Under social insurance, the insurer is the government; the risk insured may be a person’s life, health, or retirement income; and premiums (often designated as taxes) are paid either by the insured or by his or her employer. Social insurance is generally mandatory (coverage is required by law) although in a few instances government provides insurance for which participation is not required. If coverage is not mandatory, or if it is provided as an alternative to the private market, social insurance can be subject to adverse selection. This has caused difficulties for many state-run assigned risk pools for automobile insurance.
Mandatory social insurance is established by law, not by contract. No underwriting is required since coverage is provided to all who are eligible. Mandatory health insurance is subject to moral hazard and rent seeking by providers. Rent is formally defined as “that part of a person’s or firm’s income which is above the minimum amount necessary to keep that person or firm in its given occupation” (Henderson and Quandt 1971, p. 121). It is also necessary to introduce artificial allocation mechanisms such as queuing. In contrast, mandatory life insurance is rarely offered in meaningful amounts because of difficulty determining indemnification needs. Its beneficial aspects of mandatory participation would be lost if the amount of coverage were discretionary, but a uniform flat benefit, such as was offered with Social Security from the beginning of that program, must either be useless to many or an unaffordable windfall to most.
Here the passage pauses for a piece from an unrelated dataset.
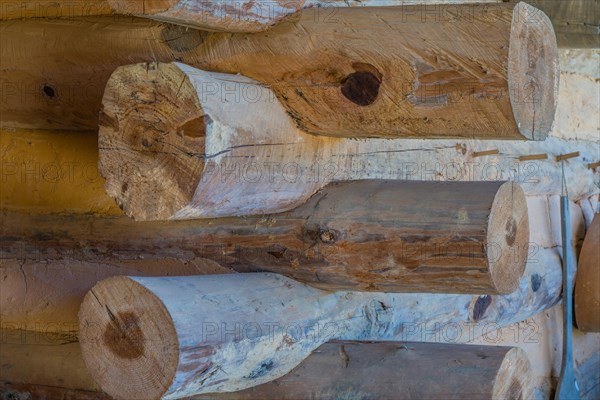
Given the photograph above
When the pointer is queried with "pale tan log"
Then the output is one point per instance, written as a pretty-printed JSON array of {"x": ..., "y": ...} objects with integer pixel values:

Group insurance provides coverage for risks pertaining to a group of individual participants under a single contract issued to a sponsor. Typically, the sponsor is the employer of the participants, although group-type coverage may be used in other contexts. Group insurance is achieved through a voluntary contract between the sponsor and the insurer. Participants are not parties to the contract itself, although a subsidiary arrangement may exist between the participant and the sponsor or insurer that creates legal rights. Participation in group insurance may be mandatory or voluntary, but in the latter case some minimum level of participation is usually required by the insurer as a condition of the contract. If the group is large enough, this condition obviates some of the difficulties discussed in this chapter and allows a premium to be set based on characteristics of the group, rather than on characteristics of each participant. In most cases, the premium can be revised periodically, often annually.
This feature also eliminates concerns that are important for other types of insurance. Underwriting for group contracts involves consideration of characteristics of the group, rather than of individual members of the group, for the most part. For example, the rate paid by the contract holder may depend on the nature of the work done by participants and on the distribution of ages and genders of the participants but rarely on health or hazardous avocations of individual members.
In some cases, individual underwriting is applied to members of the group if they have disproportionately large benefits. Group underwriting may be applied to contracts that are legally structured as individual policies. This is the case, for example, with corporate-owned life insurance, in which a company insures a number of usually high-level employees using individual policies. Groups are subject to another form of risk that does not affect individuals–concentration or accumulation risk. As concerns about terrorism arose in the early years of the new millennium, underwriting for concentration risk became important to group insurers. For terrorism, the concern is physical concentration, say of employees in a single high-rise building, but concentration risk may also have been present during the AIDS epidemic, even without physical proximity at work.